The batch size is a number you have to “feel” on your own. Sometimes you’ll fiddle with this hyperparameter a lot, sometimes you’ll get it right at the first time. The network architecture may also play a crucial role here.
The smaller the batch size, the noisier the weight updates become (because of less examples participating in “voting” for best direction to move). It might not converge overall, because it will circle around the minima (local or global).
As you correctly point, the larger the batch size is, the slower the convergence. But it’s probably because of the weight updates becoming close to 0 (100 params say “go with 1.5”, 50 say “nope, -2 is a great direction”, while the last 10 say “-5”, you get the point).
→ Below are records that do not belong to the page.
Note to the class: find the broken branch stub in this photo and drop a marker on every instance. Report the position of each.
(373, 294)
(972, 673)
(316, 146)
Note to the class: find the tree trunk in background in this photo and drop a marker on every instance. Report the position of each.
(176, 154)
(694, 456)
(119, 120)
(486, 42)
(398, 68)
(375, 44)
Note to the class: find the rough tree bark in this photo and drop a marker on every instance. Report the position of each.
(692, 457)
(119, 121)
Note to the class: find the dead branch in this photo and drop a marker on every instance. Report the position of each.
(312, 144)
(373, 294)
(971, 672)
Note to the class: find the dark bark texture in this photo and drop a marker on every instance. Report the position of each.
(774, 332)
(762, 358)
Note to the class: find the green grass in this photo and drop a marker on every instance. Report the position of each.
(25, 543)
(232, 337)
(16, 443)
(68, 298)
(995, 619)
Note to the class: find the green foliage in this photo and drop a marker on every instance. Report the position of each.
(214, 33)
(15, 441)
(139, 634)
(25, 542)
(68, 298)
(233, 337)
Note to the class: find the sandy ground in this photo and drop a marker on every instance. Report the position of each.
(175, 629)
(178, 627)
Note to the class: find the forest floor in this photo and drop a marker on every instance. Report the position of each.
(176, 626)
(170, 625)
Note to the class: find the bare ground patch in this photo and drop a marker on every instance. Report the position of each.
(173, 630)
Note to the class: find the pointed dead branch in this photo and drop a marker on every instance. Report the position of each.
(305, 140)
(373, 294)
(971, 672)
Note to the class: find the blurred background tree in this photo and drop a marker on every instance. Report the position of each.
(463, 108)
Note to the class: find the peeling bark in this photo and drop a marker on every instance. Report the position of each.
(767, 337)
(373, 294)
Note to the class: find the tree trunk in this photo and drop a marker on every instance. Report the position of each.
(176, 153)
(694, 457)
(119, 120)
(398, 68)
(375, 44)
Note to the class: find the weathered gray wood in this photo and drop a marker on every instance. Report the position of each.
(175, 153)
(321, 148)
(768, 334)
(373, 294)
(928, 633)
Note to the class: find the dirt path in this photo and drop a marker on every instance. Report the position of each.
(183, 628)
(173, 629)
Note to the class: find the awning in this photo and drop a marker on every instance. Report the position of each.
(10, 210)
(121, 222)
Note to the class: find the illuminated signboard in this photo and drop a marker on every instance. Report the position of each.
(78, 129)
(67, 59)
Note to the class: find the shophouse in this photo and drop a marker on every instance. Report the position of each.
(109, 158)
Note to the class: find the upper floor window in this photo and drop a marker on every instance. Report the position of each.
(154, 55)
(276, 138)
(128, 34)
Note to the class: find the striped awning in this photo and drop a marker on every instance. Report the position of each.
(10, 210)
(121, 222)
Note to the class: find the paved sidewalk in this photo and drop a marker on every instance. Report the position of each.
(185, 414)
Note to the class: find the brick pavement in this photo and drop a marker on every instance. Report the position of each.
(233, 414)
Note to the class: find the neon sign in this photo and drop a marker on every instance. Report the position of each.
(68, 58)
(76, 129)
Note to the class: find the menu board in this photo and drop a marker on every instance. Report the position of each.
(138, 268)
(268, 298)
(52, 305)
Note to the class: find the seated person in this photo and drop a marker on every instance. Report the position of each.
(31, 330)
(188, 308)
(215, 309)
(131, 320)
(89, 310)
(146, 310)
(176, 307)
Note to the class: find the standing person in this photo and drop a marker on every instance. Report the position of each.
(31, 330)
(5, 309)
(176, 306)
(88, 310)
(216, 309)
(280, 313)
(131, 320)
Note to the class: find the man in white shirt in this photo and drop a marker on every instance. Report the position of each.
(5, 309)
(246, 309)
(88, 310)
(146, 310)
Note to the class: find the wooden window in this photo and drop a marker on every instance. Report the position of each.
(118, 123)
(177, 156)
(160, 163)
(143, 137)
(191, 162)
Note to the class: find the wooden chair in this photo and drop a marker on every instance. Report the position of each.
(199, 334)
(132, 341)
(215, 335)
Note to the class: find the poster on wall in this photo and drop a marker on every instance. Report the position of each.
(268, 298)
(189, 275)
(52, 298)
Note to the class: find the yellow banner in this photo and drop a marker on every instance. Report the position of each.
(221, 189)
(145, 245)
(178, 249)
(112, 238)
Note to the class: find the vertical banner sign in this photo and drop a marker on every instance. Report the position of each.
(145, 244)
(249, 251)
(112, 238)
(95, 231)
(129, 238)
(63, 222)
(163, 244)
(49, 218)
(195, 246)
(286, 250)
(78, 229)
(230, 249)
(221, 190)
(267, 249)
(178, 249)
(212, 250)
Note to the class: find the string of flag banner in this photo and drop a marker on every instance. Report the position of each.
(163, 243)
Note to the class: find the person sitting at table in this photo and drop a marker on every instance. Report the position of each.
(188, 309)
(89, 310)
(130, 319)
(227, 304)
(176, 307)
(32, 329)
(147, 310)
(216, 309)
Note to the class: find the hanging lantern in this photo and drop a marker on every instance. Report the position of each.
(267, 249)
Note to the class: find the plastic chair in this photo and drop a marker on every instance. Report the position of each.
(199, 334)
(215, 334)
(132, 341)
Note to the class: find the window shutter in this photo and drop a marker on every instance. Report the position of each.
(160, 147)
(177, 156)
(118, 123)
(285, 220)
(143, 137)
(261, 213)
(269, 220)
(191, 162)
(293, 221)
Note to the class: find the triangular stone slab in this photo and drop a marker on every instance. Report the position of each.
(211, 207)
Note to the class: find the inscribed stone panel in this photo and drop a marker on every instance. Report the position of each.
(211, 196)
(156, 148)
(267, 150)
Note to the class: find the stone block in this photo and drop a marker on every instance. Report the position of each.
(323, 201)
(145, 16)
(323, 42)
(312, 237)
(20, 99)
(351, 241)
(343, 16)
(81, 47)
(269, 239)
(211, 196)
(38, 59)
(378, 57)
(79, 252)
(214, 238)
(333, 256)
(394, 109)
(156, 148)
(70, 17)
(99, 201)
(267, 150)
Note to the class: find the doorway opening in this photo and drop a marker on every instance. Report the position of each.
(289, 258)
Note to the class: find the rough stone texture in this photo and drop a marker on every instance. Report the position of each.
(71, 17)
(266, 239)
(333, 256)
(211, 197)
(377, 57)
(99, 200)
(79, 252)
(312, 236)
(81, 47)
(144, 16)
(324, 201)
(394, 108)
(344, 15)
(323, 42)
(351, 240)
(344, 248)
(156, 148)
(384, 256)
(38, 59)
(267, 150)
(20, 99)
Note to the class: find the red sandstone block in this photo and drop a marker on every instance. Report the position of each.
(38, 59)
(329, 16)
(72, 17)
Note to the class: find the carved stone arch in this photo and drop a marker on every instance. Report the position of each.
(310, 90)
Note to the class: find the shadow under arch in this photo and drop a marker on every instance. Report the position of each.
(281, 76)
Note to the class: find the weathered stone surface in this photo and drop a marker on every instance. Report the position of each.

Some optimizers try to avoid that by utilizing adaptive learning rates for each of the parameter. But it’s not a perfect solution.
I think there isn’t a “go largest batch size you can” statement. The problem with VRAM is usually fitting the data and grads into the GPU, while avoiding the problems associated with smaller batch sizes.
The more complex your network becomes, the more memory on GPU it will need during backpropagation. But deeper architectures seem to be better at “grasping” the idea from data.
I think that’s why it becomes important to have large amounts of VRAM when training a network.